Statistical Analysis

Statistical Package for Social Sciences program (SPSS) for Windows version 17.0 (SPSS Inc.; Chicago, IL, USA) software program was used to evaluate the research data. The normal distribution of continuous variables was evaluated with the Shapiro-Wilk normality test. Normally distributed variables were defined as mean ± standard deviation, and categorical data were defined by number and percentage (%). The chi-square test was used to evaluate categorical variables. A p-value of <0.05 was considered statistically significant.

RESULTS

This study included 90 patients, of whom 59 were males (65.6%). The male/female ratio was 1.9, and the mean age at the time of diagnosis was 8.8±3.2 years. Renal findings were present in 22% of the patients at the time of presentation, while they occurred in all patients after a mean period of 3.3±27 (0-15) weeks. The patients’ demographic data are summarized in Table 1.
Table 1

Demographic data and system involvements of immunosuppressive treatment was given to 32 (58%) patients who were diagnosed with Henoch-Schönlein purpura.
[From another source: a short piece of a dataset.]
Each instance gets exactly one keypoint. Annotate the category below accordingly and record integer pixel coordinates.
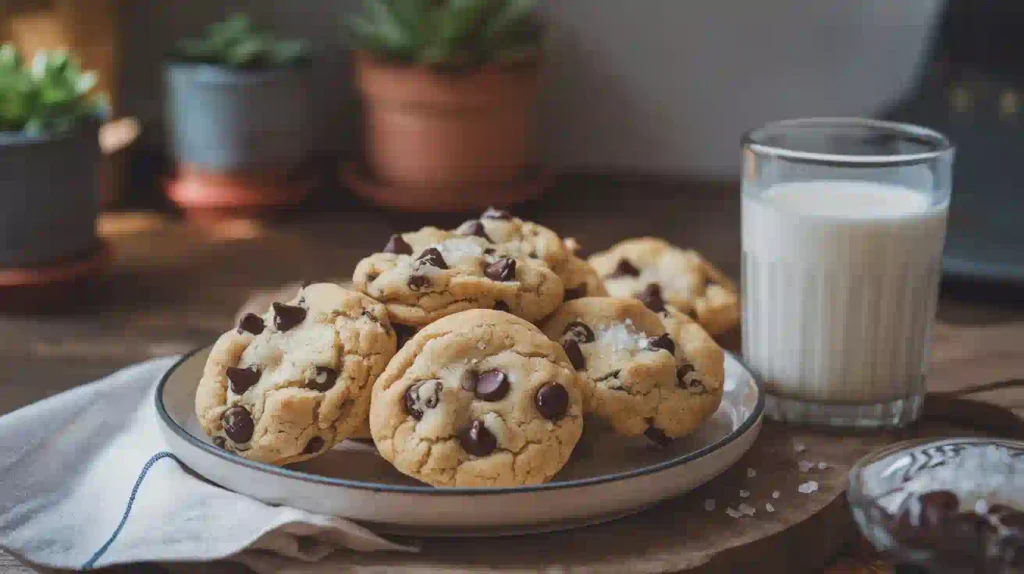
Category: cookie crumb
(808, 487)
The evaluation of renal involvement findings in the acute phase using the Meadow acute phase classification revealed that 46 (51.1%), 26 (28.9%) (all had proteinuria of >20 mg/m2/day), 4 (4.4%), 9 (10.0%), and 5 (5.6%) patients were in grades I, II, III, IV, and V, respectively. Additionally, 72 (80%) patients were in the mild group and 18 (20%) in the severe group (Table 2). The comparison of mild and severe groups in terms of nonrenal findings revealed that joint findings were statistically significantly higher rate in the severe group (72%) compared to the mild group (43%) (p=0.027). A significant difference was not found between the two groups in terms of gastrointestinal findings (p=0.596).
Table 2

Meadow’s score for initial presentation.

A kidney biopsy was performed in the acute phase in 33 patients (21 males and 12 females). A biopsy was performed in 15 (58%) of 26 patients who had a proteinuria level above >20 mg/m2/day in Meadow grade 2 because their proteinuria persisted and increased to nephrotic-range levels, whereas in all 18 patients in the severe group (Table 2). The groups’ numerical distributions by the ISKDC classification from the histopathological finding evaluation of patients who underwent biopsy are shown in Figure 1. The most common histopathological grade detected by renal biopsy was ISKDC 3B. Of the 33 patients who underwent biopsy, 14 (42%) patients had grade 3B findings. According to the acute phase Meadow findings, grade 3B findings were found in only 4 (25%) patients in the mild group, while pathological findings of grade 3 and above were found in 12 (75%) patients in the severe group. The histopathological grades of the patients who had severe clinical findings according to the Meadow classification in the acute phase were statistically significantly more severe compared to the mild group (p=0.022).
Figure 1

Histopathologic classification according to the International Study of Kidney Disease in Children.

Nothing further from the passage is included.